Questa mattina, presso l’Auditorium Rai di Palermo, molti giovani provenienti da 10 Paesi Europei (Albania, Bulgaria, Croazia, Estonia, Grecia, Italia, Macedonia, Portogallo, Repubblica Ceca e Romania) hanno preso parte al seminario – dibattito: “Perception of organized crime and role of media”, che rientra all’interno delle attività del progetto europeo WAWES OF CITIZENSHIP, WAWES OF LEGALITY, promosso dalla Fondazione Giovanni e Francesca Falcone e finanziato dall’EACEA (The Education, Audiovisual and Culture Executive Agency).

Ad apertura dell’incontro la professoressa Maria Falcone, presidente della Fondazione ha rivolto i suoi saluti di benvenuto ai 50 presenti e sottolineato l’importanza che riveste il progetto nel farsi promotore della partecipazione della società civile nella lotta alla criminalità organizzata a livello transnazionale.

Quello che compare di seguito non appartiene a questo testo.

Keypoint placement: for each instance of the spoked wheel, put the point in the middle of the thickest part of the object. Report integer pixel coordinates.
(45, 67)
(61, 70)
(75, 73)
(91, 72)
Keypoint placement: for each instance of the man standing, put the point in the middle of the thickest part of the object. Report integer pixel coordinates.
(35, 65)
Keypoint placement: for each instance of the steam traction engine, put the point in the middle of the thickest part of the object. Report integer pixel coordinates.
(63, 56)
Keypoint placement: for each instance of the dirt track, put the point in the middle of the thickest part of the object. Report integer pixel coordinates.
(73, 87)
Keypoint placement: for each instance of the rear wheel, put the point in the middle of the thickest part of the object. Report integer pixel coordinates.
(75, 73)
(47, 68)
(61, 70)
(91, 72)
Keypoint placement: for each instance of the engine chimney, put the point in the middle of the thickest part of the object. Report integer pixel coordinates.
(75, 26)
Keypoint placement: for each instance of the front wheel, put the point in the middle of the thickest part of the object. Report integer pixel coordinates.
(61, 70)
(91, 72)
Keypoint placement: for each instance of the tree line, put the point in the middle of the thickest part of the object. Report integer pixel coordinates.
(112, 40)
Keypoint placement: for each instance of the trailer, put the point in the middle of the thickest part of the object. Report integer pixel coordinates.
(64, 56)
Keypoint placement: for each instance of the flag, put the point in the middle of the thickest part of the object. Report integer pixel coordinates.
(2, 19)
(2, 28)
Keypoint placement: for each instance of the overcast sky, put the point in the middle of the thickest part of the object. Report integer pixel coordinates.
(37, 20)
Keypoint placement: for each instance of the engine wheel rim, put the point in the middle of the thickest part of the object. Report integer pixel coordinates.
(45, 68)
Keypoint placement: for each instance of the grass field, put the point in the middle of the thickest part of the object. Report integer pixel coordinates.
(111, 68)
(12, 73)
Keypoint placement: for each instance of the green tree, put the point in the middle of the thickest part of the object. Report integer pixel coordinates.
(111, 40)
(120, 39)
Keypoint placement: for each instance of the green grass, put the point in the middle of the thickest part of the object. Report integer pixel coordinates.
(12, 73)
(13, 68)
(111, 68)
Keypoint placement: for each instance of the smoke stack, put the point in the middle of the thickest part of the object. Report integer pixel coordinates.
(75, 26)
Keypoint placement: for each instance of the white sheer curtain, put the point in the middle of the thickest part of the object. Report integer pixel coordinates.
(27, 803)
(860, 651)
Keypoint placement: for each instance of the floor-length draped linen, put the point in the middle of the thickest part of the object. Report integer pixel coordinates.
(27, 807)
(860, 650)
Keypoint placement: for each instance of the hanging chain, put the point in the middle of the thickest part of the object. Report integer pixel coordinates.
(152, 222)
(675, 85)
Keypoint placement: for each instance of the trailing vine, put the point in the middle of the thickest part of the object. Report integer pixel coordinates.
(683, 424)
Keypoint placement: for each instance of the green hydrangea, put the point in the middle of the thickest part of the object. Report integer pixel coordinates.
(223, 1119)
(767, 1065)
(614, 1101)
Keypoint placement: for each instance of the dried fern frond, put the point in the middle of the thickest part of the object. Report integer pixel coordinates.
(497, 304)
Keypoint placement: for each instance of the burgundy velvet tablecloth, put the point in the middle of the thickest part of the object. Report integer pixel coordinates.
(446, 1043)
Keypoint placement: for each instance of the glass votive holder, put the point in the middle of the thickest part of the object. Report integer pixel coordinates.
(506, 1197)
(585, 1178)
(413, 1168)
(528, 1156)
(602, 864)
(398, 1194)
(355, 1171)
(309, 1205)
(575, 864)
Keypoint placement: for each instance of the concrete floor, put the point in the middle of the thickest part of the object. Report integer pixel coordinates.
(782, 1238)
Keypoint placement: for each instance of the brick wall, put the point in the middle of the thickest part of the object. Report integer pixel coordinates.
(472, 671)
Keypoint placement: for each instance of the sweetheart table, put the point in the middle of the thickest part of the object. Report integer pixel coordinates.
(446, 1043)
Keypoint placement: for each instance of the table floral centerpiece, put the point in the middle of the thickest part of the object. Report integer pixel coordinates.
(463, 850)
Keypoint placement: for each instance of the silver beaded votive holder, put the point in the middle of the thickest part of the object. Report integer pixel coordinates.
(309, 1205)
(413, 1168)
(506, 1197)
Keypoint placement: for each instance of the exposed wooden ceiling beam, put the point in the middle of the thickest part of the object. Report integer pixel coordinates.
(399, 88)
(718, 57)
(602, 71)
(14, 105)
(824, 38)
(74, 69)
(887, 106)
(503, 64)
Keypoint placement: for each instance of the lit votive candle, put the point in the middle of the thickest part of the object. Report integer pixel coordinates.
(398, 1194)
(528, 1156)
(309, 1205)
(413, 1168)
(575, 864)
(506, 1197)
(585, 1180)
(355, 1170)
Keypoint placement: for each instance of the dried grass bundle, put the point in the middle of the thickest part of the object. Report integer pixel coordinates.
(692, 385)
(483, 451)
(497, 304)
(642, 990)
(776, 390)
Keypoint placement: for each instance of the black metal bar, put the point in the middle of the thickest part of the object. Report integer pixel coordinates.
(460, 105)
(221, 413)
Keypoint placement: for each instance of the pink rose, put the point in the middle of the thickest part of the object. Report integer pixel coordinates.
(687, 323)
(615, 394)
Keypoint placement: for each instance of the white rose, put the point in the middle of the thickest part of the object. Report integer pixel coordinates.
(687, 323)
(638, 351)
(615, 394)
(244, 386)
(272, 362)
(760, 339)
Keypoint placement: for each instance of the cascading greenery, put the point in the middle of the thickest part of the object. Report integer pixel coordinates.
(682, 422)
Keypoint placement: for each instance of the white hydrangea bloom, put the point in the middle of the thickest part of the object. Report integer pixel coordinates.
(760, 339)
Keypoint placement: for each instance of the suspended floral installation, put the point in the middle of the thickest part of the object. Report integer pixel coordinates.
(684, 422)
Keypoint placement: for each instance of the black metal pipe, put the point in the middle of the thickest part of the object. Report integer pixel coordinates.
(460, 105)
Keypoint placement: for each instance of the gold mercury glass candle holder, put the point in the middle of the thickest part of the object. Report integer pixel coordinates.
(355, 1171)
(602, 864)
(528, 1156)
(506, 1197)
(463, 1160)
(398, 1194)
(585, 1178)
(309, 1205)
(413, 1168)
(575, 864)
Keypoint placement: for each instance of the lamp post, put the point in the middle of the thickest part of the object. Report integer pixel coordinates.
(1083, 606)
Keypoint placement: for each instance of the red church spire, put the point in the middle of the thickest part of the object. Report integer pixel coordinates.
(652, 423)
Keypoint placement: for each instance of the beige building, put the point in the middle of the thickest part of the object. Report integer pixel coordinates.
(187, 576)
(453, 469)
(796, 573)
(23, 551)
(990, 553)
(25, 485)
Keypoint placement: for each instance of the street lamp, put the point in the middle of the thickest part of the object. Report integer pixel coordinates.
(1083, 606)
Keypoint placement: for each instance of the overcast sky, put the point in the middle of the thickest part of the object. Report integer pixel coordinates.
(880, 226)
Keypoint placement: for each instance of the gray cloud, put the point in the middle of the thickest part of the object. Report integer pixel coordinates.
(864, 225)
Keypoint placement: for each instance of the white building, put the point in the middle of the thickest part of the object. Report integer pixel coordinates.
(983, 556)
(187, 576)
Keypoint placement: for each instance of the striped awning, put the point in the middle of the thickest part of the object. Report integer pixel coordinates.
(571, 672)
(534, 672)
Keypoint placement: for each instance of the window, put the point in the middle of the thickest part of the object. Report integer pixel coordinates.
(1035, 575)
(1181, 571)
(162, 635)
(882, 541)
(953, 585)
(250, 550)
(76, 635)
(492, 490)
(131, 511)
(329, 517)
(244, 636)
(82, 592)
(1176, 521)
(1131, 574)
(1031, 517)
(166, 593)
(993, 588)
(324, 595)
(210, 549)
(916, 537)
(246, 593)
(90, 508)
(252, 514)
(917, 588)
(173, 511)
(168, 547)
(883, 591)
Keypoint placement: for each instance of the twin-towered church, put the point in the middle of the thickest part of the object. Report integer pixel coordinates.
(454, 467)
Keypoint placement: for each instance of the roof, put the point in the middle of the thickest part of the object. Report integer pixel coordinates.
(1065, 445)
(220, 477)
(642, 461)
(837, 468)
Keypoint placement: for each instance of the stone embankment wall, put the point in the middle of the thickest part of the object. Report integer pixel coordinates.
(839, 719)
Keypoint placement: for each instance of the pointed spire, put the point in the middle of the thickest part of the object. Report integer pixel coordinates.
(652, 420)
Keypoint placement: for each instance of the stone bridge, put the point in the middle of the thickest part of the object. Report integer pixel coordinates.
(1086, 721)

“Ricordo sempre – ha affermato – che in Italia la “vera” guerra alla mafia si è scatenata dopo la morte di Giovanni Falcone e Paolo Borsellino, quando la società civile è scesa in piazza e ha chiesto a gran voce allo Stato un’azione contro il crimine organizzato degna di uno Stato civile. Negli anni l’Italia ha raggiunto un livello di competenza esemplare nella lotta alla mafia, sia dal punto di vista legislativo che operativo, ed è per questo che può essere da esempio per gli altri stati. Mi auguro che partecipare a queste attività possa essere per voi giovani un’esperienza formativa rilevante” Interpretando una frase del Presidente John Kennedy, ripresa spesso dal fratello Giovanni, ha concluso: “Non chiedetevi cosa possono fare per voi i vostri stati, ma cosa potete fare voi per i vostri stati. Vi lascio al vostro lavoro augurandovi un futuro da cittadini esemplari”.

Salvatore Cusimano, direttore di RAI Sicilia, ha raccontato di aver iniziato la sua carriera di giornalista nello stesso periodo in cui Giovanni Falcone iniziava il suo percorso di magistrato presso il Tribunale di Palermo. Sullo sfondo immagini di repertorio del giudice Falcone, messe a disposizione dall’emittente regionale, hanno consentito ai presenti in auditorium di vedere con i loro occhi la storia dell’antimafia.
“Nelle nostre teche c’è tutta la storia della lotta alla mafia. La RAI ha svolto un ruolo importante in quegli anni, ha capito quanto fosse importante aumentare il lavoro di informazione sul fenomeno mafioso e ha sviluppato un’alta specializzazione. L’intero maxiprocesso è stato seguito, registrato e mandato in onda dalle emittenti RAI, così come quello di Bruno Contrada e di Giulio Andreotti. Il ruolo dei media e della RAI è stato importantissimo nel documentare la rivoluzione-reazione di lotta alla mafia partita dalla società civile e la risposta data dallo Stato”.

Il progetto procederà nei prossimi giorni con altri due incontri, il primo presso la cooperativa sociale “Libera-mente” di Cinisi che si occupa della gestione di beni confiscati alla mafia, previsto per il 20 maggio pv., il secondo presso la Facoltà di legge dell’Università di Palermo, il 22 maggio, che vedrà la partecipazione dei rappresentanti delle Associazioni Studentesche Universitarie. Infine i ragazzi prenderanno parte alla cerimonia conclusiva che si terrà presso l’Aula Bunker di Palermo, il 23 maggio, in occasione delle commemorazioni per le stragi di Capaci e via D’Amelio.